It is a lovely piece.
I do hope Ramps and Goughie entertained the crowd with a foxtrot before play started and a waltz during the lunch break - with each other, naturally.
When watching him bat for England, one longed for Ramprakash to throw-off the self imposed mental shackles and take the attitude of "Bollocks, it's a game not life and death." Like Lathwell, he was gloriously talented, but that apparent mental fragility denied us the sight of a great, free-flowing England batsman, regularly destroying international attacks. Sad.
Sad? - no. But it is certainly interesting.
What would we have talked about all these years.

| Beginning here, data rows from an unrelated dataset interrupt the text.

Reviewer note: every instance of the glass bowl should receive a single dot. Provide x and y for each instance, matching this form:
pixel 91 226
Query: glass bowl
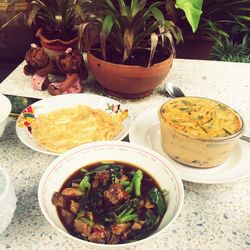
pixel 149 161
pixel 191 138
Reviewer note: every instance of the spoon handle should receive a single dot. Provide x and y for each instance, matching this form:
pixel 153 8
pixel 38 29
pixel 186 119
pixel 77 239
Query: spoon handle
pixel 245 138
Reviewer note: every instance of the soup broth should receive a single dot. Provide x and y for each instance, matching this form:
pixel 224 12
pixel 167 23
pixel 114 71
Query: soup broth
pixel 110 203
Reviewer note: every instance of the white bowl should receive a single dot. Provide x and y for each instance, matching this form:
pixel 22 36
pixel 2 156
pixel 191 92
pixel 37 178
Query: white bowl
pixel 5 108
pixel 148 160
pixel 7 200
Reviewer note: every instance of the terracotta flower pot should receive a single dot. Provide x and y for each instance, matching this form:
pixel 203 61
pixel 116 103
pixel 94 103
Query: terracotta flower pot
pixel 128 81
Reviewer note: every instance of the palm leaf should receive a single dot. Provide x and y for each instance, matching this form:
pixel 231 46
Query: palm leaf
pixel 192 11
pixel 106 28
pixel 33 14
pixel 128 43
pixel 154 42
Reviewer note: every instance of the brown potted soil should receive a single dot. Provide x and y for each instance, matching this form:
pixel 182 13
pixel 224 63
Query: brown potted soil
pixel 132 80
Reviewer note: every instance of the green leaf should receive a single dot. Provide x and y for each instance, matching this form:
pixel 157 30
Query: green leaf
pixel 154 42
pixel 156 197
pixel 128 43
pixel 33 15
pixel 106 28
pixel 157 14
pixel 192 9
pixel 123 8
pixel 138 179
pixel 85 184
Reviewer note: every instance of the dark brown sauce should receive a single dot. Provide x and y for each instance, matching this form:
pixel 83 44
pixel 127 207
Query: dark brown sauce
pixel 94 196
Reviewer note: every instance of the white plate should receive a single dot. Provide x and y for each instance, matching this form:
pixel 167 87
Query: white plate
pixel 146 131
pixel 65 101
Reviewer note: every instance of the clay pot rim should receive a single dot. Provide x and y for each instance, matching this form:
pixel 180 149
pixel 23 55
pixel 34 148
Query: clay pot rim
pixel 129 66
pixel 45 40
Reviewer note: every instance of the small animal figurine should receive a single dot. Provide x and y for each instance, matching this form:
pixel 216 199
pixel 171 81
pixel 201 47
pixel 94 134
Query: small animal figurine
pixel 38 66
pixel 71 63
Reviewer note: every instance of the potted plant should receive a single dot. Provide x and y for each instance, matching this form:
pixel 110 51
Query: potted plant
pixel 55 22
pixel 136 46
pixel 223 19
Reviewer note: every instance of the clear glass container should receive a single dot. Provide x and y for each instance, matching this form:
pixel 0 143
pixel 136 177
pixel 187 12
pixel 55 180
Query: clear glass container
pixel 194 151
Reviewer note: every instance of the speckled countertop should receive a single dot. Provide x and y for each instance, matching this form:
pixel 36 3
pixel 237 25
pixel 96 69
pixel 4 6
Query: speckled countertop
pixel 213 216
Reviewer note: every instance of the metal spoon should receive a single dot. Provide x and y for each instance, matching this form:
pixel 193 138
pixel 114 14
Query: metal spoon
pixel 175 91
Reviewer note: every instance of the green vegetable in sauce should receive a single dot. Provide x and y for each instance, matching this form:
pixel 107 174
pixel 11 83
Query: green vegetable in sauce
pixel 156 197
pixel 84 184
pixel 127 215
pixel 138 178
pixel 88 221
pixel 136 182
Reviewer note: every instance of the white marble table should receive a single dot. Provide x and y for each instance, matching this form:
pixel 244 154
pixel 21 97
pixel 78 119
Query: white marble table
pixel 213 216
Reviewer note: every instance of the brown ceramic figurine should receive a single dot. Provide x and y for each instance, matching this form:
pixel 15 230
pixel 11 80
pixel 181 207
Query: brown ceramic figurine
pixel 71 63
pixel 38 66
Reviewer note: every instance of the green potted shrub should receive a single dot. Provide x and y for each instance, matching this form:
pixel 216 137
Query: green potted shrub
pixel 224 19
pixel 136 46
pixel 55 22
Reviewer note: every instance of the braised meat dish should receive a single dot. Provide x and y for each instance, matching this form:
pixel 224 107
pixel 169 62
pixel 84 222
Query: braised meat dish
pixel 110 203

Well, Patricia, I'm certainly with you in terms of the interesting converstion we can have about how things are rather than what might have been, but I remain sad that I can't engage in discussion about an imperious Ramps at Test level. If only I could say: "What about that double hundred at Edgbaston in 2005? The timing of those three straight sixes into the pavilion off Lee will stay in the memory forever, and the way he danced down the wicket to Warne....." I'm sure the talent was there to play just like that.
Great post. Perhaps most people wouldn't call Ramps a true 'great', to use a too oft applied word, but he is nonetheless my favourite player by far. I can't think of another batsman I would rather watch or have got more pleasure from watching, and that - to me at least - makes him a great player. It's also the finest compliment I can bestow.
on the international stage, there were some cameos - the Ashes tour of 98/99, the 5th test in 2001 when he was head and shoulders above the other English batters, even playing Warne in the way that old-fashioned batters used to play spinners before the bad-pad block became the fashion in England.